После второй кружки пива мы выдавили из Кулиша все ценное, что скрывалось в его памяти. Он, покачиваясь, пошел к карусели.
— Не так много, — сказал я. — Но лучше, чем ничего. Будем проводить встречные проверки, выяснять, куда комбинат поставлял продукцию и откуда брал сырье. Прежде всего уделим внимание магазину Григоряна. Там, думаю, обнаружим массу интересного.
— Надо браться за самого Григоряна и за свидетелей. Я не особо доверяю бухгалтерам. Будем колоть работяг.
— Будем. Когда семерка проведет оперативную установку по дому Григоряна?
— На черта она нам нужна?
— Положено.
— Завтра.
Значит, завтра нам седьмой отдел выдаст все сведения о жилище Григоряна вплоть до расположения комнат, наличия гаражей и прочего.

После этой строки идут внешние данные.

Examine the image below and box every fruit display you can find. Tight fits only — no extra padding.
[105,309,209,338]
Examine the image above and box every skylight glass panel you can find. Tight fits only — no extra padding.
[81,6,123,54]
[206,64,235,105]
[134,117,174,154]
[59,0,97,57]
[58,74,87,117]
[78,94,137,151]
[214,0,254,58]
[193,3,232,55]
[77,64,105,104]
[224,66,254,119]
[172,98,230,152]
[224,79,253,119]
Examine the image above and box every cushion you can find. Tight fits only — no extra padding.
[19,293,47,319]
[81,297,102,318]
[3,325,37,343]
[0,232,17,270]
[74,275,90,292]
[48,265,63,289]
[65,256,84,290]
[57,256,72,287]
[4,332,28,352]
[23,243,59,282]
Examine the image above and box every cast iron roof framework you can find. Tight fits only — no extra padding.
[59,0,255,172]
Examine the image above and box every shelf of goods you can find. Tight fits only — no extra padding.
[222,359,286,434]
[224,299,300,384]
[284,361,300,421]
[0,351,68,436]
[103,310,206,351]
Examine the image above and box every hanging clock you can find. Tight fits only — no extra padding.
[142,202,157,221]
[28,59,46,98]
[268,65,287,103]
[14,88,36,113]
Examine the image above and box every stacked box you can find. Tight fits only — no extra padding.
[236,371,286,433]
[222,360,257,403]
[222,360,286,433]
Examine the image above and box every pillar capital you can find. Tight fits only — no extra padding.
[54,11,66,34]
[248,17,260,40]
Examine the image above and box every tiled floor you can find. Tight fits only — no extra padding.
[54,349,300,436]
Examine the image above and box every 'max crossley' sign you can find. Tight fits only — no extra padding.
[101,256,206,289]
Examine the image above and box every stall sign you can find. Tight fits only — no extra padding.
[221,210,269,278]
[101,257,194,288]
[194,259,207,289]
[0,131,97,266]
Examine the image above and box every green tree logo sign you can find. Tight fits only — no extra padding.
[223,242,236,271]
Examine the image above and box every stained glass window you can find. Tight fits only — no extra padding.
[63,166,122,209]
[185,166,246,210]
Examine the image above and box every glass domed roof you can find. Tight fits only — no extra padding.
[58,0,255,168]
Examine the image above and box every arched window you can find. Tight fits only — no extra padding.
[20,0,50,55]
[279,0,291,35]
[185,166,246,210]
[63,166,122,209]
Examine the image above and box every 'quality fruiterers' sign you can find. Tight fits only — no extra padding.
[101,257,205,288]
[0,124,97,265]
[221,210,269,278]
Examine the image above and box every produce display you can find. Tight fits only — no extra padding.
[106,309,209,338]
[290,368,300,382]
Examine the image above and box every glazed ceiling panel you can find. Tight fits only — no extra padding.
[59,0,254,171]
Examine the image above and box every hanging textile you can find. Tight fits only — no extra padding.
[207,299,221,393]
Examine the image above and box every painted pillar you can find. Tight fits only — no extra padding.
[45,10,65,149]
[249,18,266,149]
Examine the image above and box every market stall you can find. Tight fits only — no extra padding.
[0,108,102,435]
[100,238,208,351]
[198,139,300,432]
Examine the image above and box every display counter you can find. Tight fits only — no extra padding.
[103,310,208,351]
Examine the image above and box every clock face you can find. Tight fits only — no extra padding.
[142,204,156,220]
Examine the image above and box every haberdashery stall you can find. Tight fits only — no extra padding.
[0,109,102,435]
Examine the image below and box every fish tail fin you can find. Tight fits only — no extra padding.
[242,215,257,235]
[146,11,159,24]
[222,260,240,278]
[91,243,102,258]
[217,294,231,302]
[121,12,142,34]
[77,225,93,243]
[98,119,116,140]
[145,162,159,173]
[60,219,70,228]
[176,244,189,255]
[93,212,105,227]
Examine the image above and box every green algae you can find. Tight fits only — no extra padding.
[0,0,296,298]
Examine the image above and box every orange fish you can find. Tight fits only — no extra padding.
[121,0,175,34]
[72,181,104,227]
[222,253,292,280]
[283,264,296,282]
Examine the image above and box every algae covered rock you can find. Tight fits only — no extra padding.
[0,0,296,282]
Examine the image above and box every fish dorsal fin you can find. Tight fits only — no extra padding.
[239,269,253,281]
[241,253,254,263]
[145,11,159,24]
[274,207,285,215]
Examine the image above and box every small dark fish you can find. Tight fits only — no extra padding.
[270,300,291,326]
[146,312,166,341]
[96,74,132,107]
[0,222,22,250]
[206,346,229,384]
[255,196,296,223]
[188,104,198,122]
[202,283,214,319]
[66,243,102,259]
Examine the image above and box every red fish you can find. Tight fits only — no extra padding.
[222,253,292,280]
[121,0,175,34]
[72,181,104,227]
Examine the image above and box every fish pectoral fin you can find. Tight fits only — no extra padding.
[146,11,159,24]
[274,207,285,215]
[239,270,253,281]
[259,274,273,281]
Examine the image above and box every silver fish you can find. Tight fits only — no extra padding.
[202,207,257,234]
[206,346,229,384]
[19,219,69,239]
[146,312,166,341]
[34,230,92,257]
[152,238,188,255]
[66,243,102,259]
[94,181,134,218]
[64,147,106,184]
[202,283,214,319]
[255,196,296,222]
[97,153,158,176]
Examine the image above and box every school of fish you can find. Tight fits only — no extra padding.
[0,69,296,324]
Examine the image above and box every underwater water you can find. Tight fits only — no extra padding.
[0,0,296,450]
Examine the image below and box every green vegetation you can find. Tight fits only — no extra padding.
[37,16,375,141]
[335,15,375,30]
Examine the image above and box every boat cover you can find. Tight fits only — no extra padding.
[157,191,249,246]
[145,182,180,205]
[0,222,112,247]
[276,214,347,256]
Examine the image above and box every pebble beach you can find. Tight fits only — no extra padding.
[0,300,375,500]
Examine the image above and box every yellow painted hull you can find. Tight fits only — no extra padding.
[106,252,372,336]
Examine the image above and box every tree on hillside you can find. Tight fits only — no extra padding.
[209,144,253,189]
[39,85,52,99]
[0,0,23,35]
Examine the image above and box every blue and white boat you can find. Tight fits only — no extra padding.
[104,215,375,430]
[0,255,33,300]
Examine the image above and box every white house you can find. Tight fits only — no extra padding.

— Дня через два наносим ему визит вежливости. С понятыми.
— И с постановлением об обыске… Если бы я знал, чем мне предстоит заниматься завтра и послезавтра!..
ШАКАЛЬЕ ПЛЕМЯ
В былые времена меня не раз посещало чувство, что вся наша гигантская страна является большой стройкой. Точнее — бесконечным долгостроем. А еще точнее — заброшенной стройплощадкой. Сколько я ни ездил по Союзу, везде заставал примерно одну картину — перекопанные улицы и взломанные мостовые, покосившиеся заборы, за которыми застыли безжизненные, похожие на скелеты доисторических животных бульдозеры и торчащие повсеместно из земли обломки труб, арматуры, горы битых кирпичей и бетонных плит. Недостроенные жилые дома и заводы. Замороженные прожекты и планы пятилеток. И часто ни одной живой души рядом. Фантасмагория. Близкая сердцу, родная, могучая кантата всеобщего абсурда и раздолбайства.
Есть места, особо подверженные этому российскому злу. Что тут виновато — особое расположение планет и зодиакальных созвездий или просто исключительные качества местных чиновников — неизвестно. Наш город относится именно к таким местам. Половина улиц постоянно перекрыты, перекопаны — проехать невозможно. Положили асфальт, а трубы забыли — с кем не бывает! Или трубы положили, но не те — тоже случается. Или траншею вырыли, а закопать запамятовали. Как тут все упомнишь, если на следующий день уже на другой объект перебросили… Кроме того, город полон великих строек. Великих не столько по масштабам, сколько по количеству бесплодно убитых на их возведение лет. По данным параметрам иные из них приближаются к египетским пирамидам или готическим соборам. Одна из таких суперстроек раскинулась в ста метрах от моего дома.